Nature Chemical Biology 3, 166 – 173 (2007)

The ability to selectively activate or inhibit gene expression is fundamental to understanding complex cellular systems and developing therapeutics. Recent studies have demonstrated that duplex RNAs complementary to promoters within chromosomal DNA are potent gene silencing agents in mammalian cells. Here we report that chromosome-targeted RNAs also activate gene expression. We have identified multiple duplex RNAs complementary to the progesterone receptor (PR) promoter that increase expression of PR protein and RNA after transfection into cultured T47D or MCF7 human breast cancer cells. Upregulation of PR protein reduced expression of the downstream gene encoding cyclooygenase 2 but did not change concentrations of estrogen receptor, which demonstrates that activating RNAs can predictably manipulate physiologically relevant cellular pathways. Activation decreased over time and was sequence specific. Chromatin immunoprecipitation assays indicated that activation is accompanied by reduced acetylation at histones H3K9 and H3K14 and by increased di- and trimethylation at histone H3K4. These data show that, like proteins, hormones and small molecules, small duplex RNAs interact at promoters and can activate or repress gene expression.

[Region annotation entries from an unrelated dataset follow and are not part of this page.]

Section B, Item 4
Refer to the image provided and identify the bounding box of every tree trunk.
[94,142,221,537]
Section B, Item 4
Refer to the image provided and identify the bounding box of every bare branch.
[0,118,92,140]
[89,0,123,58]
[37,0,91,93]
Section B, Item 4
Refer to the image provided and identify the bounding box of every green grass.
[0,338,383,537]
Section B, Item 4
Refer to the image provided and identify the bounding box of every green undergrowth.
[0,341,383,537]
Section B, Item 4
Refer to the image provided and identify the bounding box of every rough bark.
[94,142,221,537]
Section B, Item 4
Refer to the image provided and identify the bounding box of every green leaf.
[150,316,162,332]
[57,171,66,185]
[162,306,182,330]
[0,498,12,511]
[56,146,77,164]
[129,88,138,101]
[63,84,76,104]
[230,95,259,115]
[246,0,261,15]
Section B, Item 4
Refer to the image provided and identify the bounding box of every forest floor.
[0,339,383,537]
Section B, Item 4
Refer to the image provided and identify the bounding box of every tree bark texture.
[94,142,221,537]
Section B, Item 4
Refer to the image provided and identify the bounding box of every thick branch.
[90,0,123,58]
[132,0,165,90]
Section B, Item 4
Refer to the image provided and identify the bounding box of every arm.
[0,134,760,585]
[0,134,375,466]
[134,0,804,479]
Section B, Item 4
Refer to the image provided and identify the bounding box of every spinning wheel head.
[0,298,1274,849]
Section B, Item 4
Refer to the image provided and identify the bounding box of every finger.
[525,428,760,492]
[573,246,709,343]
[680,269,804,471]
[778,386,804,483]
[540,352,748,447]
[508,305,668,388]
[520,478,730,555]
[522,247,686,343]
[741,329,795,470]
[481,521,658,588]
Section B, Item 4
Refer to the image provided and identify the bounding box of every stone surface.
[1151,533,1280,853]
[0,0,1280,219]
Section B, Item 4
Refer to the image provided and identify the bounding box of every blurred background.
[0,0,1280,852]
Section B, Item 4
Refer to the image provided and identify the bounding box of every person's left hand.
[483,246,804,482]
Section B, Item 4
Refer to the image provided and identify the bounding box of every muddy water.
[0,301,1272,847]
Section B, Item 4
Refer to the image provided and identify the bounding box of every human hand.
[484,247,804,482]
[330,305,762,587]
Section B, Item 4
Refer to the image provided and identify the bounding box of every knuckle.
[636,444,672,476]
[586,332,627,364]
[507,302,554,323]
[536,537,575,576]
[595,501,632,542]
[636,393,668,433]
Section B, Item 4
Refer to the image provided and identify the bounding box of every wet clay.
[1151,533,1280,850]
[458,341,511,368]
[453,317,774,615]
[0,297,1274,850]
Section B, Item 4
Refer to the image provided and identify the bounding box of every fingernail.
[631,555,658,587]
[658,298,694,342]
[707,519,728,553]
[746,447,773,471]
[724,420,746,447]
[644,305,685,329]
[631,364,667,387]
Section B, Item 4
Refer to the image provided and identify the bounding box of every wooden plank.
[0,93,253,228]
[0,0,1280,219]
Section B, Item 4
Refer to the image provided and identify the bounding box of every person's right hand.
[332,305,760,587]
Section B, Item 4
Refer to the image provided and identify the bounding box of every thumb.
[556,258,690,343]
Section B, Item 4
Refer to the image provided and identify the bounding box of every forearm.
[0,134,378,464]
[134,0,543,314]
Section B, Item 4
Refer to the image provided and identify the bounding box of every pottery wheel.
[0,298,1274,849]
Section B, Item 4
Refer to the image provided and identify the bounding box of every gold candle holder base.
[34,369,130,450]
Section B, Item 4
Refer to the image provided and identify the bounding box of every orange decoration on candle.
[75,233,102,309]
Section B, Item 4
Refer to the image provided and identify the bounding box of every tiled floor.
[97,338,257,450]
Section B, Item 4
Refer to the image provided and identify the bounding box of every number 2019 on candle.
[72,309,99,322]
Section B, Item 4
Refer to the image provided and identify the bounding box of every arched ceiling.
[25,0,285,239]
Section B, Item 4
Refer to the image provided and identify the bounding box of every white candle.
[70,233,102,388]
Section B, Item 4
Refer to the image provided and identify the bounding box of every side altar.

Proceedings of the National Academy of Sciences of the United States of America Vol. 103, No. 46 (Nov. 14, 2006), pp. 17337-17342

Recent studies have shown that small noncoding RNAs, such as microRNAs and siRNAs, regulate gene expression at multiple levels including chromatin architecture, transcription, RNA editing, RNA stability, and translation. Each form of RNA-dependent regulation has been generally found to silence homologous sequences and collectively called RNAi. To further study the regulatory role of small RNAs at the transcriptional level, we designed and synthesized 21-nt dsRNAs targeting selected promoter regions of human genes E-cadherin, p21WAF1/CIP1 (p21), and VEGF. Surprisingly, transfection of these dsRNAs into human cell lines caused long-lasting and sequence-specific induction of targeted genes. dsRNA mutation studies reveal that the 5′ end of the antisense strand, or “seed” sequence, is critical for activity. Mechanistically, the dsRNA-induced gene activation requires the Argonaute 2 (Ago2) protein and is associated with a loss of lysine-9 methylation on histone 3 at dsRNA-target sites. In conclusion, we have identified several dsRNAs that activate gene expression by targeting noncoding regulatory regions in gene promoters. These findings reveal a more diverse role for small RNA molecules in the regulation of gene expression than previously recognized and identify a potential therapeutic use for dsRNA in targeted gene activation.